Fourth Estate 344pp £10.99
 

Nick Laird’s debut novel, which follows his poetry collection To a Fault, is a well-paced and intelligent tale about culture clashes, terrorism and, er, due diligence. Told with a roughened elegance and sprinkled with phrases of unexpected beauty (a cigarette makes a ‘seahorse of smoke’), it concerns a five-day period in the life of Danny Williams, who is, as Laird once was, a young litigator at a Magic Circle law firm; also like Laird, Williams was born in Northern Ireland and read History at Cambridge (‘there was so much of it’, he had mused when deciding what to study), although he does not seem to have any poetic or literary ambitions. He is a ‘social merman: pinstriped lower, denimed upper’, and this uneasy friction between disparate parts is a main theme of the novel – evidenced in particular by the contrasts between his smart new London life and his gritty Northern Irish childhood, and by the tensions between corporate policy and individual freedom. 

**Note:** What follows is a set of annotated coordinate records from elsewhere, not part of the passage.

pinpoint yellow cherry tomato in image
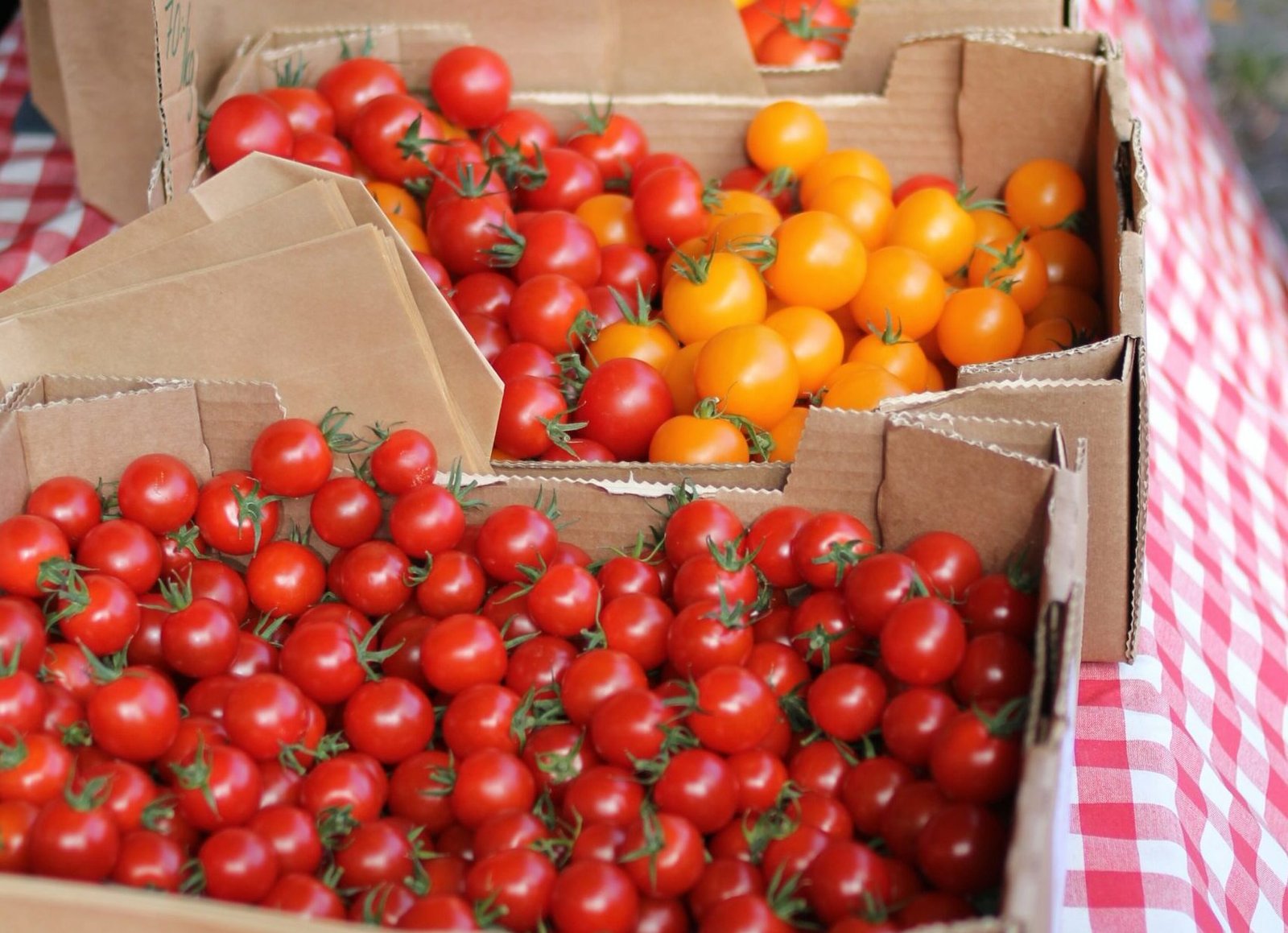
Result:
[938,289,1024,366]
[966,237,1047,315]
[765,210,867,311]
[662,253,765,344]
[648,415,751,464]
[576,195,644,249]
[811,175,894,251]
[662,341,707,415]
[1016,317,1078,357]
[765,305,845,395]
[970,208,1020,244]
[886,188,975,276]
[693,324,800,429]
[707,189,783,228]
[586,321,680,373]
[386,214,429,253]
[800,150,891,210]
[1024,285,1105,341]
[846,331,930,388]
[661,237,711,291]
[711,214,781,264]
[769,408,809,463]
[823,363,908,411]
[1005,159,1087,234]
[1029,229,1100,295]
[747,101,827,178]
[367,182,425,227]
[850,246,948,341]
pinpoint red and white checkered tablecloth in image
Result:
[0,0,1288,933]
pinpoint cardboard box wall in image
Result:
[23,0,1075,223]
[0,375,1086,933]
[152,23,1148,661]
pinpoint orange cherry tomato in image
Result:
[661,237,711,291]
[711,214,781,264]
[769,408,809,463]
[662,341,707,415]
[1029,229,1100,295]
[1024,285,1105,341]
[938,289,1024,366]
[850,246,947,341]
[823,363,908,411]
[693,324,800,429]
[367,182,425,227]
[886,188,975,276]
[1006,159,1087,234]
[917,324,944,363]
[576,195,644,249]
[800,150,891,210]
[970,208,1020,245]
[747,101,827,178]
[1016,317,1078,357]
[765,210,867,311]
[813,175,894,251]
[385,214,433,255]
[846,331,930,388]
[765,305,845,395]
[707,188,783,228]
[662,253,765,343]
[648,415,751,464]
[966,237,1047,315]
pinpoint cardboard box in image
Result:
[22,0,1077,223]
[152,25,1148,661]
[0,376,1086,933]
[0,157,501,469]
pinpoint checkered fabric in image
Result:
[0,0,1288,933]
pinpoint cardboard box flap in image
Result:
[0,382,211,487]
[762,0,1075,97]
[957,336,1136,386]
[0,225,487,469]
[957,37,1104,197]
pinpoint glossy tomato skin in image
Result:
[429,45,511,130]
[881,597,966,687]
[309,477,384,547]
[565,107,648,180]
[85,667,179,762]
[317,58,407,138]
[196,470,280,555]
[577,358,671,460]
[206,94,295,171]
[0,515,67,598]
[792,512,876,589]
[844,551,921,638]
[30,798,121,881]
[76,518,161,594]
[350,94,442,184]
[23,477,103,547]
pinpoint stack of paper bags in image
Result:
[0,155,501,470]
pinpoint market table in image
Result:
[0,0,1288,931]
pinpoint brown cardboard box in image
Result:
[23,0,1077,221]
[152,25,1148,661]
[0,376,1086,933]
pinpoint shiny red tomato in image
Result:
[206,94,295,171]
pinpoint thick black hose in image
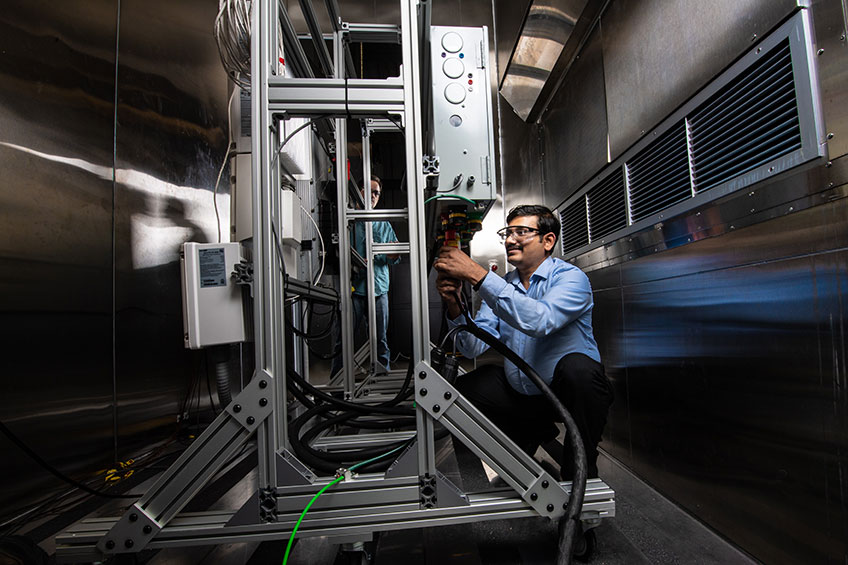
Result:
[463,322,588,565]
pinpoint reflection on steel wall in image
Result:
[0,0,228,509]
[502,0,848,563]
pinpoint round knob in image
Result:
[442,31,462,53]
[445,82,465,104]
[442,57,465,78]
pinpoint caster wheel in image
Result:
[572,530,598,563]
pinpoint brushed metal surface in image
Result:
[542,28,607,204]
[601,0,797,159]
[811,0,848,159]
[0,0,228,510]
[500,0,586,121]
[495,0,532,84]
[0,2,115,515]
[115,0,229,454]
[589,183,848,563]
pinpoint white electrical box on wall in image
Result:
[180,243,247,349]
[430,26,496,200]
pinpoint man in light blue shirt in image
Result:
[330,175,400,375]
[433,206,613,479]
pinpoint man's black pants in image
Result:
[456,353,613,480]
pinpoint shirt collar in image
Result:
[506,255,556,291]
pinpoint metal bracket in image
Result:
[226,369,274,432]
[421,155,439,177]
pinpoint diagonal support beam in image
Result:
[415,361,569,519]
[97,371,273,554]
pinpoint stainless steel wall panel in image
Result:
[601,0,797,159]
[541,28,607,202]
[811,0,848,159]
[115,0,229,455]
[590,198,848,563]
[0,2,115,514]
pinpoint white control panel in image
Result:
[180,243,247,349]
[430,26,495,200]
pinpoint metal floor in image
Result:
[41,440,755,565]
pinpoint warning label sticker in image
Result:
[197,247,227,288]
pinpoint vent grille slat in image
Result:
[694,108,798,173]
[691,43,789,124]
[560,197,589,253]
[690,38,801,192]
[628,120,692,222]
[692,95,795,159]
[692,64,795,138]
[560,19,823,256]
[587,169,627,240]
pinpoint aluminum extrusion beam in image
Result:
[414,362,569,519]
[56,479,615,563]
[342,23,401,43]
[268,78,404,118]
[299,0,334,77]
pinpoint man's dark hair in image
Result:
[506,204,559,253]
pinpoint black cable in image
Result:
[0,422,141,498]
[459,290,588,565]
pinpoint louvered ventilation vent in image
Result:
[562,13,824,255]
[586,167,627,241]
[560,198,589,253]
[689,39,801,191]
[627,120,692,222]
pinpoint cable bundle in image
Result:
[214,0,252,90]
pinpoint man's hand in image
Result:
[436,273,462,319]
[433,247,488,286]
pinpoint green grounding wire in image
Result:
[283,440,412,565]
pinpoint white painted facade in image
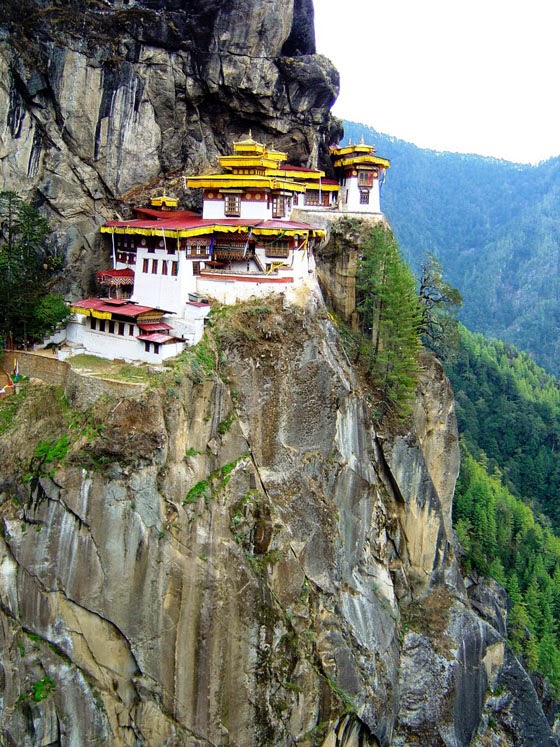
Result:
[202,195,272,220]
[64,314,192,363]
[131,247,195,314]
[338,175,381,214]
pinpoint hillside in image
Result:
[344,122,560,374]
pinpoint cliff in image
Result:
[0,0,338,295]
[0,284,554,747]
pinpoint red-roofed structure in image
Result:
[65,137,388,362]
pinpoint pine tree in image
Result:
[0,192,68,343]
[356,225,421,418]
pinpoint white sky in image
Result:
[314,0,560,163]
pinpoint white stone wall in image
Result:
[340,176,381,213]
[202,199,272,220]
[132,247,195,314]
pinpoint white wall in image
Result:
[340,177,381,213]
[132,248,195,314]
[202,199,272,220]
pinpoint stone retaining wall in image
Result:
[0,350,146,407]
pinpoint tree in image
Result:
[0,192,68,343]
[356,225,421,418]
[418,254,463,359]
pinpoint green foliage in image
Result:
[0,383,28,435]
[183,480,210,506]
[418,254,463,360]
[344,122,560,374]
[31,675,55,703]
[26,434,70,481]
[0,192,68,343]
[218,410,237,436]
[16,674,56,704]
[454,450,560,695]
[356,225,421,419]
[446,327,560,529]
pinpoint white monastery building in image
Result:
[67,136,389,363]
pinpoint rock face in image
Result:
[0,0,338,293]
[0,290,554,747]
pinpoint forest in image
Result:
[446,326,560,697]
[343,122,560,375]
[351,221,560,698]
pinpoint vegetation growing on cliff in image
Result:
[356,225,422,418]
[447,328,560,696]
[0,192,69,343]
[344,122,560,375]
[454,451,560,697]
[447,327,560,530]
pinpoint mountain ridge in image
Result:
[343,122,560,374]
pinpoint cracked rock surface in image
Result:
[0,290,554,747]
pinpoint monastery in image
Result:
[66,136,389,363]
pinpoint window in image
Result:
[358,171,373,187]
[272,196,286,218]
[305,189,319,205]
[265,241,290,258]
[224,195,241,216]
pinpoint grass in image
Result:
[0,385,28,435]
[68,353,153,384]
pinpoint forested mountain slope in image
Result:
[447,327,560,530]
[344,122,560,374]
[447,328,560,707]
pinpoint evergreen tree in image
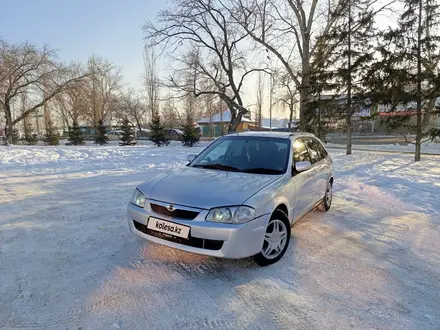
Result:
[44,120,60,146]
[150,112,170,147]
[369,0,440,161]
[119,118,137,146]
[12,127,20,144]
[95,119,109,146]
[67,119,84,146]
[182,114,200,147]
[310,0,377,154]
[24,120,38,145]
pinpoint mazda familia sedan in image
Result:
[128,132,333,266]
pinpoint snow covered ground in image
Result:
[0,144,440,330]
[326,142,440,155]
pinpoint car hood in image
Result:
[138,167,281,209]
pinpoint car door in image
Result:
[291,138,315,219]
[304,138,329,205]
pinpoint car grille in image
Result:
[133,221,223,250]
[150,203,199,220]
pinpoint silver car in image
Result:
[128,132,333,266]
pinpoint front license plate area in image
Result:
[147,217,190,239]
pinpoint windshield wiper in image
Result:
[243,167,283,174]
[193,164,240,172]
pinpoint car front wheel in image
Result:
[254,210,290,266]
[318,181,333,212]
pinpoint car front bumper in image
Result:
[127,204,270,259]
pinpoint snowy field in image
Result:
[326,142,440,155]
[0,144,440,330]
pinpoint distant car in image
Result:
[165,128,183,141]
[127,132,333,266]
[136,128,151,139]
[106,130,124,141]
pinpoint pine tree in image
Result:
[95,119,109,146]
[119,118,137,146]
[12,127,20,144]
[311,0,377,154]
[150,112,170,147]
[370,0,440,161]
[24,120,38,145]
[44,119,60,146]
[182,114,200,147]
[67,119,84,146]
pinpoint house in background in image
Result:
[198,109,255,137]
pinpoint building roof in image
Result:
[228,131,315,139]
[261,118,298,128]
[198,109,254,124]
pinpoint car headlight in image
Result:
[131,189,145,208]
[206,206,255,223]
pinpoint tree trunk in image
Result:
[228,112,243,133]
[287,95,293,132]
[4,102,13,145]
[414,0,423,162]
[346,0,352,155]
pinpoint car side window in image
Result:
[306,139,324,164]
[293,139,311,163]
[316,141,328,159]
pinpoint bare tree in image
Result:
[256,72,264,130]
[118,89,148,132]
[223,0,392,130]
[88,55,122,126]
[0,41,85,143]
[276,73,298,131]
[144,0,268,132]
[161,94,183,128]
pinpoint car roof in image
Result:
[228,131,316,139]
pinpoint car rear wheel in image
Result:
[318,181,333,212]
[254,210,290,266]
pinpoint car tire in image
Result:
[254,210,291,266]
[317,181,333,212]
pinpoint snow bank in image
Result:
[0,143,440,329]
[326,142,440,155]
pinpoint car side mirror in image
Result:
[295,161,312,173]
[186,154,197,163]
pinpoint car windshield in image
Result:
[190,136,290,174]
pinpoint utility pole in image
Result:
[269,75,273,131]
[346,0,352,155]
[414,0,423,162]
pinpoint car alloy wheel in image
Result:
[261,219,287,259]
[318,181,333,212]
[255,210,290,266]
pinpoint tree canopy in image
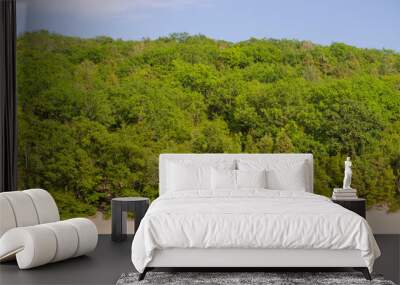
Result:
[17,31,400,217]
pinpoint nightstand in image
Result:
[332,198,366,219]
[111,197,150,241]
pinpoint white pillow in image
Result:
[212,168,236,191]
[236,169,267,188]
[238,158,310,191]
[266,167,307,192]
[167,162,212,191]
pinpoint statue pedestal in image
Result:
[332,188,357,200]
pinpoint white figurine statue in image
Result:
[343,156,353,189]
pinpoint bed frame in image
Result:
[139,154,371,280]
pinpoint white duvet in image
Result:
[132,189,380,272]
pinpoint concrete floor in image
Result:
[0,235,400,285]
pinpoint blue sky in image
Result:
[17,0,400,51]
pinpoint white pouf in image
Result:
[0,189,98,269]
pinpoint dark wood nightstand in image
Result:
[111,197,150,241]
[332,198,366,219]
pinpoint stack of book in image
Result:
[332,188,357,200]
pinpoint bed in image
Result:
[132,154,380,280]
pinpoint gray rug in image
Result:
[117,272,395,285]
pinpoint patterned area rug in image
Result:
[117,272,395,285]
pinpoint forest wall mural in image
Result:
[17,0,400,218]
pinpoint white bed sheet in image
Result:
[132,189,380,272]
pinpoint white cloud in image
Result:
[18,0,209,17]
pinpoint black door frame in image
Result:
[0,0,17,192]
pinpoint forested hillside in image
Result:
[17,32,400,217]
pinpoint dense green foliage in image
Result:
[17,32,400,217]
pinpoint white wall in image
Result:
[367,208,400,234]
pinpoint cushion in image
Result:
[238,159,309,191]
[1,191,39,227]
[236,169,267,189]
[267,164,307,192]
[167,162,212,191]
[212,168,236,191]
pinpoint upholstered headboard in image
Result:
[159,153,314,195]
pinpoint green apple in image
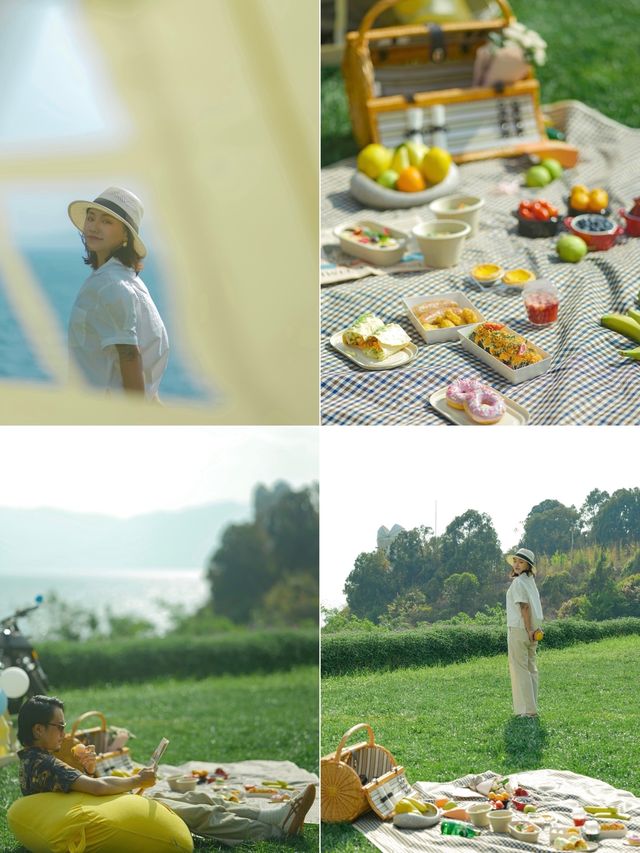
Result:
[556,234,588,264]
[378,169,398,190]
[540,157,562,181]
[407,142,429,169]
[525,164,553,187]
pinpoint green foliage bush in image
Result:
[322,617,640,676]
[38,628,318,690]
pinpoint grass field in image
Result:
[322,637,640,853]
[0,667,318,853]
[321,0,640,166]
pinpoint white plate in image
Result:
[456,323,551,385]
[349,163,460,210]
[429,388,534,426]
[333,219,409,267]
[329,329,418,370]
[402,290,485,344]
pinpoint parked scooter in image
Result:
[0,595,49,714]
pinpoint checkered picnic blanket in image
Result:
[321,101,640,424]
[354,770,640,853]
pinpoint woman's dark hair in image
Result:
[18,696,64,746]
[81,228,142,272]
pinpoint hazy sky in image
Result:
[0,426,318,517]
[320,427,640,607]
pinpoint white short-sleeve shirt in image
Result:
[69,258,169,398]
[507,574,543,628]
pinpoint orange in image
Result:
[589,188,609,212]
[571,191,589,210]
[396,166,427,193]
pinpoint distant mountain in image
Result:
[0,502,251,576]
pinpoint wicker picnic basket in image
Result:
[56,711,133,776]
[342,0,578,166]
[320,723,411,823]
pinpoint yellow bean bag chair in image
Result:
[7,792,193,853]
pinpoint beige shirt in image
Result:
[507,574,543,628]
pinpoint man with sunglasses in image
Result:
[18,696,156,797]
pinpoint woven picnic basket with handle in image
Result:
[342,0,577,166]
[320,723,411,823]
[56,711,133,776]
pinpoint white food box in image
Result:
[333,219,409,267]
[456,323,551,385]
[402,290,485,344]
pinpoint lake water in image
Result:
[0,569,209,642]
[0,246,210,400]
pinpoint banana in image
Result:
[600,314,640,344]
[618,347,640,361]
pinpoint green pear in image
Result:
[407,142,429,169]
[390,142,411,174]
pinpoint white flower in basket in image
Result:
[473,22,547,86]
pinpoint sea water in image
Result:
[0,247,211,400]
[0,569,210,643]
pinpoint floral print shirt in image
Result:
[18,746,82,797]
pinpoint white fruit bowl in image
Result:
[350,163,460,210]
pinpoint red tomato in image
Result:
[533,201,549,221]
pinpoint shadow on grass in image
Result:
[504,717,547,770]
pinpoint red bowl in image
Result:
[563,213,624,252]
[620,210,640,237]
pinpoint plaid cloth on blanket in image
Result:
[354,770,640,853]
[321,101,640,425]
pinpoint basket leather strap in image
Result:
[429,24,447,62]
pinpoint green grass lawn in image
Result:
[0,667,318,853]
[322,637,640,853]
[321,0,640,166]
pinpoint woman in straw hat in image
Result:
[507,548,542,717]
[69,187,169,399]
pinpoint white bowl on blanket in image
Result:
[167,776,198,794]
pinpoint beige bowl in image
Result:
[467,803,493,826]
[167,776,198,794]
[489,809,513,833]
[412,219,471,269]
[429,194,484,237]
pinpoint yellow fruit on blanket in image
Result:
[421,146,451,184]
[396,797,420,814]
[396,166,427,193]
[356,142,393,181]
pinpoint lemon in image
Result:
[357,142,393,181]
[420,146,451,184]
[396,798,420,814]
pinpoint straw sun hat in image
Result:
[507,548,536,575]
[69,187,147,258]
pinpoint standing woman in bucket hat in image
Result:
[507,548,542,717]
[69,187,169,399]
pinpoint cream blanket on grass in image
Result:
[144,759,320,823]
[354,770,640,853]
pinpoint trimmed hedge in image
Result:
[322,617,640,676]
[38,629,318,689]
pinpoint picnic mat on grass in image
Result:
[144,759,320,823]
[321,101,640,424]
[354,770,640,853]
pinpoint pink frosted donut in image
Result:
[464,385,506,424]
[446,379,484,409]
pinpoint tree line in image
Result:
[332,488,640,628]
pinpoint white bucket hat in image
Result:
[69,187,147,258]
[507,548,536,575]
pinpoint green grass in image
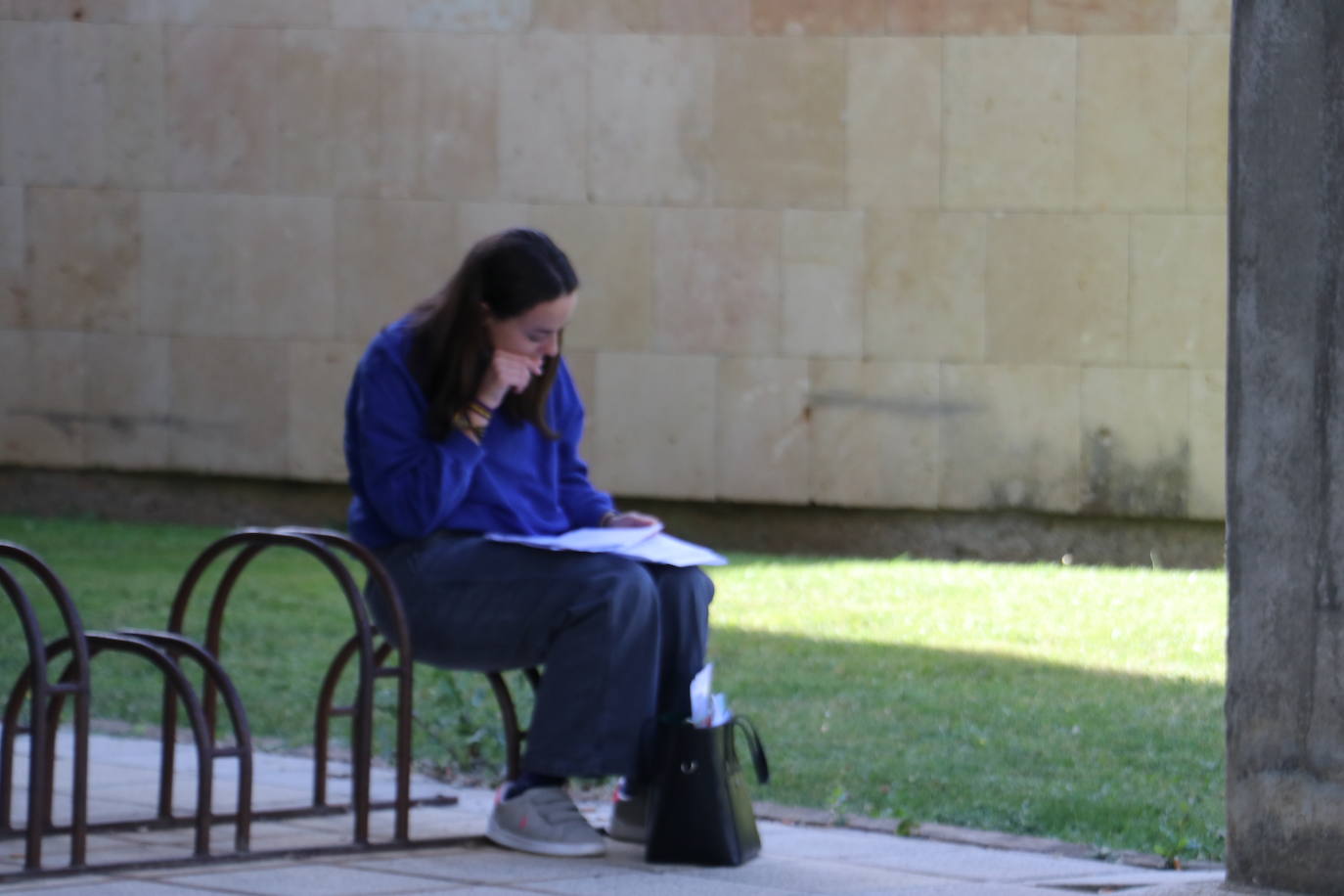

This book is essentially a fantasy; one imagines that all the time he was at his law firm, Laird was plotting the rebellious act which Williams, having worked all night subsisting on whisky and water, performs early one Monday morning when he throws an extremely important document into the Thames. But it is not just about one man’s struggle against the monkey-work of his well-paid job; however much fun due diligence may be, it would not make for the jolliest of plots.

Williams’s ordered, aspirational life is suddenly overturned by the arrival of an old schoolfriend, Geordie Wilson, who in the words of his teacher ‘had no brakes’. Wilson is a ghost from the past that Williams would rather have laid to rest. He also happens to be carrying £50,000 which belongs to an Irish nutcase called Budgie whose sister he was caught with in flagrante delicto; the nutcase is also planning to bomb the Bank of England. This is a simple plot which hurtles along, only losing momentum once or twice; Laird observes incidents and people with a lawyerly precision which never becomes pedantic or blustery; he is also skilful at recording the awkwardness of everyday human interaction. Laird’s prose is not polished ‘to a fault’ like his poetry collection, but any roughness is in keeping with the plot and contributes to a warm, funny and thoughtful read.